血筋が近い、親戚関係であることを説明したい場合にも「親しい」は使われます。[1]に比べて使われる機会は少ないですが、念のため覚えておきましょう。
3:その歌は、学生の頃から喫茶店でよく聴いていて、耳に親しい。
「親しい」は、人以外にものとの関係を表す時にも使用します。本や音楽など、ことあるごとに接していて、愛着が感じられるものはありませんか? 個人的に思い入れのあるものなどにも「親しい」は使われます。
「親しい」と「近しい」の違いは?
親しいと響きが似た言葉に「近しい(ちかしい)」がありますが、こちらはどのような意味があるのでしょうか? 「近しい」は、「人と人とが心理的に近い関係にあるさま」。本来は「近い」と同じように、距離が近接している場合に使われていました。しかし近世になり、心理的な近さを表す時にも使われるようになったようです。
・彼とは近しい仲だ。
・家が近しいので、食事に誘った。
類語や言い換え表現
「親しい」のように、仲の良い関係を表す言葉はいくつもあります。ここでは、3つの言い換え表現を紹介しますので、参考にしてみてくださいね。
1:睦まじい
仲がよく、親密なことを「睦まじい(むつまじい)」と表現します。「夫婦仲も睦まじく暮らす」というように、男女間の愛情が深い場合に用いられることが特徴です。気持ちが通じていて、互いに寄り添いあっているような様子がイメージできますね。特に恋愛関係や異性関係で用いられる言葉なので、「親しい」よりもやや意味は限定的です。
・近所の老夫婦はいつも仲睦まじい様子で歩いている。
・姉は仲睦まじいカップルになることに憧れている。
2:親密
「親密」は、「極めて仲がいいこと」。お互いの交際が深いことを意味します。「親密な間柄」というように、「親しい」とほぼ同じようなニュアンスで用いられますね。「親密」の「密」には、「隙間がないこと」「関係が深いこと」「こっそりと人に知られないようにすること」などの意味があります。ひそかに親しい関係を育んでいる様子が想像できますね。
・先輩とAちゃんは実は親密な間柄のようだ。
・2人が親密そうな様子で話しているところを目撃した。
3:懇意
「懇意(こんい)」とは、「親しく交際していること」「仲良く付き合うこと」。仕事でお世話になっている人などに対して使われます。「10年来懇意にしている」というように長年親しいお付き合いが続いている時に使われることがポイントです。ある程度お互いが打ち解けている様子が伝わってきますね。
・私は○○会社の社長と長年懇意にしている。
・今後ともご懇意にお願いいたします。
英語表現
「親しい」の英語表現には、「close」や「friendly」があります。「close」は距離が近いというニュアンスで、「親密な」という意味があり、「a close friend(親しい友人)」などと表現することができます。「friendly」は、「仲が良い」「友好的な」という意味。気さくな態度で接しているようなシチュエーションで用いられます。

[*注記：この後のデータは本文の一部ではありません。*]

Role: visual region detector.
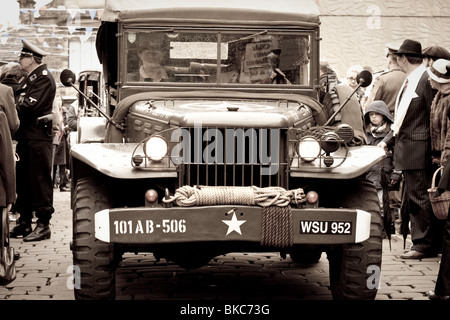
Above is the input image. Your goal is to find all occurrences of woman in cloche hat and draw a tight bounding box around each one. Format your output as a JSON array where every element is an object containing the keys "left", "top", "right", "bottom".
[{"left": 427, "top": 59, "right": 450, "bottom": 300}]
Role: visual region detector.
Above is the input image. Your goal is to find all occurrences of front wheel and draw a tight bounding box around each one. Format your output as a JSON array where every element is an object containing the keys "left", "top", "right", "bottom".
[
  {"left": 327, "top": 179, "right": 382, "bottom": 300},
  {"left": 72, "top": 178, "right": 116, "bottom": 300}
]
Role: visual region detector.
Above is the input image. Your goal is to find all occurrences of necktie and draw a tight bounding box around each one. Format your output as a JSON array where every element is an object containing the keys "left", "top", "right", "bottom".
[{"left": 398, "top": 79, "right": 408, "bottom": 102}]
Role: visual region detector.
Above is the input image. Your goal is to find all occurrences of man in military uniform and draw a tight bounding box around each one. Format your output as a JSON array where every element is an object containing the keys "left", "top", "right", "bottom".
[
  {"left": 365, "top": 42, "right": 406, "bottom": 116},
  {"left": 11, "top": 40, "right": 56, "bottom": 241}
]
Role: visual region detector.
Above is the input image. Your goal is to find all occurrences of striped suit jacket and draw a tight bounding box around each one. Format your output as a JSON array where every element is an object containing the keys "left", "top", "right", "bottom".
[{"left": 394, "top": 71, "right": 434, "bottom": 171}]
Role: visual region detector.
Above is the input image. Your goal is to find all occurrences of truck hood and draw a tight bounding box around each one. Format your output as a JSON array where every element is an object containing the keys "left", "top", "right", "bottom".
[{"left": 130, "top": 99, "right": 312, "bottom": 128}]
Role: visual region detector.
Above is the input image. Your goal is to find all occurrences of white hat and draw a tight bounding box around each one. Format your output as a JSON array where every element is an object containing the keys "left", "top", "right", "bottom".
[{"left": 427, "top": 59, "right": 450, "bottom": 83}]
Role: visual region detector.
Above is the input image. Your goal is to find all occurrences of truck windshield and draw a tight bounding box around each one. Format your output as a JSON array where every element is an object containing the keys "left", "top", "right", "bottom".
[{"left": 125, "top": 30, "right": 310, "bottom": 85}]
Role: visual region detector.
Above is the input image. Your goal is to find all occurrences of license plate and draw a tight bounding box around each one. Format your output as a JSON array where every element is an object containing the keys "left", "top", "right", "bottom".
[{"left": 299, "top": 220, "right": 353, "bottom": 235}]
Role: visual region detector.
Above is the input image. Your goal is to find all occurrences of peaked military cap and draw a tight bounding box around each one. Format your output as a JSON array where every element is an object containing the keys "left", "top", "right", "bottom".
[
  {"left": 20, "top": 39, "right": 47, "bottom": 59},
  {"left": 395, "top": 39, "right": 423, "bottom": 58}
]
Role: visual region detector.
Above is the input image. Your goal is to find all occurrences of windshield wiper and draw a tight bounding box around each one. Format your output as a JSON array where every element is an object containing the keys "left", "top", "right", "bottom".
[{"left": 227, "top": 30, "right": 267, "bottom": 44}]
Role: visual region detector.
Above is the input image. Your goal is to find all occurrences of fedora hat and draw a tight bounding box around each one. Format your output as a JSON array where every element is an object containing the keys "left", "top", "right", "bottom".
[
  {"left": 394, "top": 39, "right": 423, "bottom": 58},
  {"left": 20, "top": 39, "right": 47, "bottom": 59},
  {"left": 427, "top": 59, "right": 450, "bottom": 83},
  {"left": 385, "top": 41, "right": 402, "bottom": 57}
]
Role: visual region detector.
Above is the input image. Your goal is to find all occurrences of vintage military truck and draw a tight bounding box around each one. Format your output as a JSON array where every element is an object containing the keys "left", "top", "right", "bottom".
[{"left": 61, "top": 0, "right": 384, "bottom": 299}]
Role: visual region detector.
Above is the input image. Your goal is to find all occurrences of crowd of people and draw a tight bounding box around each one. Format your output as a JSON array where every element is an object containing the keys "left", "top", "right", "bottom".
[
  {"left": 322, "top": 39, "right": 450, "bottom": 300},
  {"left": 0, "top": 39, "right": 450, "bottom": 300}
]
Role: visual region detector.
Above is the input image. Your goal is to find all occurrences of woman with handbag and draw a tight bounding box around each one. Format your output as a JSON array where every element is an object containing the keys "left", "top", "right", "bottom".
[
  {"left": 427, "top": 59, "right": 450, "bottom": 300},
  {"left": 0, "top": 109, "right": 16, "bottom": 285}
]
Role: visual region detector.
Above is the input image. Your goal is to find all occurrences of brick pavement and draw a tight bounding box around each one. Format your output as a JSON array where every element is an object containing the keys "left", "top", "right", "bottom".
[{"left": 0, "top": 190, "right": 440, "bottom": 300}]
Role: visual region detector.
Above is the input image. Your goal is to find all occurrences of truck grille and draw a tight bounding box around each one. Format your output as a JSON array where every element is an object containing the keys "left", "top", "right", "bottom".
[{"left": 178, "top": 128, "right": 287, "bottom": 187}]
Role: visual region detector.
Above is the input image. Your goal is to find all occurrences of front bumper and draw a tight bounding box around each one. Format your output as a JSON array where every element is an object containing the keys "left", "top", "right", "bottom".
[{"left": 95, "top": 205, "right": 371, "bottom": 244}]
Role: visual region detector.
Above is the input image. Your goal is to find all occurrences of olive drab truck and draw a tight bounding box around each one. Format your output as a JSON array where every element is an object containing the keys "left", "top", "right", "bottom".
[{"left": 61, "top": 0, "right": 384, "bottom": 300}]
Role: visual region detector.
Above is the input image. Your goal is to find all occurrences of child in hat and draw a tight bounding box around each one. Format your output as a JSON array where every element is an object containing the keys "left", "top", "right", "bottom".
[{"left": 364, "top": 100, "right": 401, "bottom": 228}]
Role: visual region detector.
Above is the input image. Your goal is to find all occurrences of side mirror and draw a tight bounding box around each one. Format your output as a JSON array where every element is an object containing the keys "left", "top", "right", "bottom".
[
  {"left": 356, "top": 70, "right": 372, "bottom": 88},
  {"left": 59, "top": 69, "right": 77, "bottom": 87}
]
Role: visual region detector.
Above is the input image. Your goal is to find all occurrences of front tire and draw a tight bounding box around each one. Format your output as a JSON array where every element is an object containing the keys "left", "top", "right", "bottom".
[
  {"left": 72, "top": 178, "right": 116, "bottom": 300},
  {"left": 327, "top": 179, "right": 382, "bottom": 300}
]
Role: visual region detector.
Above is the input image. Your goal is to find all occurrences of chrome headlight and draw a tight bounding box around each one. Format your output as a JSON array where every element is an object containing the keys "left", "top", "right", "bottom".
[
  {"left": 298, "top": 136, "right": 322, "bottom": 162},
  {"left": 144, "top": 136, "right": 168, "bottom": 161},
  {"left": 320, "top": 132, "right": 341, "bottom": 154}
]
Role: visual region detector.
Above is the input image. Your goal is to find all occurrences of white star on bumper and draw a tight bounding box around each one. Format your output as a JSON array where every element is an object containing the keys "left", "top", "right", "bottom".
[{"left": 222, "top": 212, "right": 247, "bottom": 235}]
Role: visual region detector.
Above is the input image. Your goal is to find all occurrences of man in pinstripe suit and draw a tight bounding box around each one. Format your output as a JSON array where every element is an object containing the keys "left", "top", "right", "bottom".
[{"left": 384, "top": 39, "right": 442, "bottom": 259}]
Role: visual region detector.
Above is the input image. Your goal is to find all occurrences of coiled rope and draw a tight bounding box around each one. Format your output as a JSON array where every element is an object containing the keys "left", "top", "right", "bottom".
[
  {"left": 163, "top": 186, "right": 306, "bottom": 207},
  {"left": 163, "top": 186, "right": 306, "bottom": 248}
]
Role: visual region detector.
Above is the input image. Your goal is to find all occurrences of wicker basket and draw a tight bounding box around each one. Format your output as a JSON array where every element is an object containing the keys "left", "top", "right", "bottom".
[{"left": 428, "top": 167, "right": 450, "bottom": 220}]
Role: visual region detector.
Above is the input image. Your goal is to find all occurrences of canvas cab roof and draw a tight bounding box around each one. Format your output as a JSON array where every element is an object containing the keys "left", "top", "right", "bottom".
[{"left": 102, "top": 0, "right": 320, "bottom": 25}]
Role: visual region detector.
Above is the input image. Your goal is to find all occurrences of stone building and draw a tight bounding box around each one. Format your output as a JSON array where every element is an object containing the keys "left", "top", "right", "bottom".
[{"left": 316, "top": 0, "right": 450, "bottom": 78}]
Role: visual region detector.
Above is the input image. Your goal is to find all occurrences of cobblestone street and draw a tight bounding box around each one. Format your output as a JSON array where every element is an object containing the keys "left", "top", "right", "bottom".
[{"left": 0, "top": 191, "right": 440, "bottom": 300}]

・Ayaka is very close to me.(アヤカはとても親しい人です)
・Sato and I are very close friends.(佐藤さんと私はとても親しい友達です)
・The two were talking in a very friendly manner.(2人はとても親しい様子で話していた)
最後に
今回は、「親しい」の意味や使い方、言い換え表現、英語表現などをみていきました。「親しい」というと、友人関係などの「親しい間柄」をイメージしがちですが、意味はそれだけではありません。血筋の近い関係や自分にとってなじみ深いものに対しても使うことができることを覚えておきましょう。「近しい」や「睦まじい」との違いも理解して、うまく使い分けてみてはいかがでしょうか。